Note
If you're a non-Stanford student and interested in submitting to the leaderboard, please create a pull request adding your result to the second table. To remain in the top 5, your submission must be verified, for which you should invite marcelroed
to a minimal repo containing a uv project with pyproject.toml
, uv.lock
and main.py
. Your script should be able to be reproduced on a single H100 by running uv run main.py
.
To submit to the leaderboard, submit a pull request that adds your results to the Markdown table below. The table should be sorted by increasing loss.
Note that your submission can run for at most 1.5 hours on an H100, and that you may only use the OpenWebText training dataset that we provide. The code must clearly be your own work, and you can't use external implementations for systems-critical aspects of your model.
The top 3 submissions will receive a prize at the end of the quarter, and the external top 3 submissions will receive a T-shirt. To make this fair, we will reorder the top 5 scoring students based on our reproduced training runs. Make sure you save a snapshot of your best code so it can be reproduced by us! We will reach out to the top few students after results have stabilized. Leading submissions that cannot be verified will be removed.
In your pull request description, you should include:
- The final validation loss that was recorded
- A link to an associated learning curve that clearly shows a wallclock-time x-axis that is less than 1.5 hours. You may either upload an image directly to the repo (use the ./images) folder or link to a publicly-viewable plot from a service like Weights and Biases.

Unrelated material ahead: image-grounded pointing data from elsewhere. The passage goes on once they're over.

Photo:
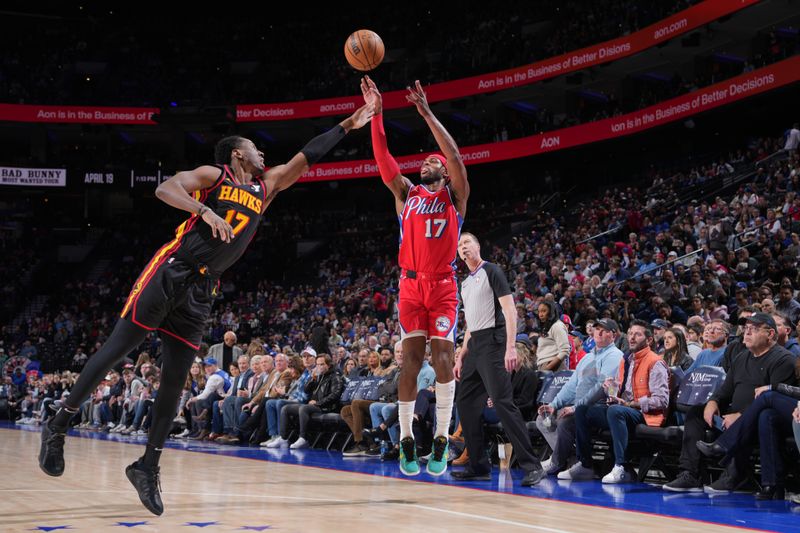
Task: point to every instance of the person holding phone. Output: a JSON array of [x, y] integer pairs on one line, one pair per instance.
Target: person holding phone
[[642, 398]]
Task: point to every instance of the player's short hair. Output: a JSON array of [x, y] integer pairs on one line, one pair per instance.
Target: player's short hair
[[224, 147], [468, 234]]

- A description of what you did
We are considering adding an automated validation loss check, considering it's easy to measure your metrics wrong in a way that will place you higher on the leaderboard than you should be. If your loss seems too good to be true, make sure to validate your training and valdation datasets are correct, by checking decoded samples, and making sure your vocab is correct with 32k tokens. It should not be easy to get a validation loss better than 3.3.